It was.

Then again he had brought back a record of some distinction from St. Salvator's. He had won the school golf championship. He possessed also a fine bat with an inscription on silver, telling how in the match with St. Aiden's, a rival college of much pretension, he had made 100 not out, and taken eight wickets for sixty-nine.

Besides this presentation cricket bat Hugh John had brought home only one other prize. This was a fitted dressing-bag of beautiful design, with a whole armoury of wonderful silver-plated things inside. It was known as the Good Conduct Prize, and was awarded every year, not by the masters, but by the free votes of all the boys. Prissy was enormously proud of this tribute paid to her brother by his companions. The donor was an old gentleman whose favourite hobby was the promotion of the finer manners of the ancient days, and the terms of the remit on which the award must be made were, that it should be given to the boy who, in the opinion of his fellow-students, was most distinguished for consistent good manners and polite breeding, shown both by his conduct to his superiors in school, and in association with his equals in the playing fields.

At first Hugh John had taken no interest whatever in this award, perhaps from a feeling that his own claims were somewhat slender—or thinking that the prize would merely be some "old book or other." But it happened that, in order to stimulate the school during the last lax and sluggish days of the summer term, the head-master took out the fittings of the dressing-bag, and set the stand containing them on his desk in view of all.

There was a set of razors among them.

Instantly Hugh John's heart yearned with a mighty desire to obtain that prize.
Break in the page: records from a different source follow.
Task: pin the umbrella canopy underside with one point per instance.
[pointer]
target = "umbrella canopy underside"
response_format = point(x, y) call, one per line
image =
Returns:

How splendid it would be if he could appear at home before Toady Lion and Cissy Carter with a moustache!

That night he considered the matter from all points of view—and felt his muscles. In the morning he was down bright and early. He prowled about the purlieus of the playground. At the back of the gymnasium he met Ashwell Major.

"I say, Ashwell Major," he said, "about that Good Conduct Prize—who are you going to vote for?"

"Well," replied Ashwell Major, "I haven't thought much—I suppose Sammy Carter."